By Teri Schmidt, vice president of business development, SYNERGEN Health LLC.
While some physicians are beginning to see patient visits return to pre-COVID-19 volume, many independent practices are still struggling. In fact, nearly nine in 10 practice owners or partners that responded to a recent survey indicated they were concerned about the future of their practices, and more than half of all respondents (54%) were “very concerned.”
Months of reduced activity, particularly at practices that suspended elective procedures in the spring, have taken a heavy toll on revenue. As a result, many practices are now compelled to take stopgap measures to contain costs.
High unemployment rates continue to create hardships that can strain patients’ finances. Even an indirect impact, such as a job loss sustained by another member in the household, can affect a patient’s willingness to seek needed treatment or impair their ability to pay for medical services.
To ensure patients can get access to the care they need, as well as their organization’s financial longevity, each health care provider needs to reassess their business strategy with an eye towards improvement in operations. The COVID-19 crisis has exposed many areas of inefficiencies that were already affecting revenues before the pandemic began.

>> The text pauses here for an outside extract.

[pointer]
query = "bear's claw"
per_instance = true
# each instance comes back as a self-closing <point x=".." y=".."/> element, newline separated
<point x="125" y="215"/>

Invest in operational efficiencies for better revenue management
Today, practices have less room for inefficiency and must take decisive steps to invest in technology that will drive increased efficiency at lower costs. Imperatives for a practice thrown into disarray by changes related to COVID-19 are to stabilize the practice by taking better control of the business process. This includes steps to strengthen contingency plans to minimize disruptions and reduce patient liability during the reimbursement lifecycle of the patient, while ensuring the safety of patients and staff during these challenging times.
Reducing patient liability is both a strategy and a desired outcome the practice should aim for as it fine-tunes its management of the revenue cycle, which extends from the patient’s initial appointment through successful payment collection.
The practice can reduce increases in aged receivables by greater attention to pre-visit efforts. Performing eligibility checks and verification of benefits sets expectations and provides improved financial transparency for the patient which sets the stage for a smoother patience experience.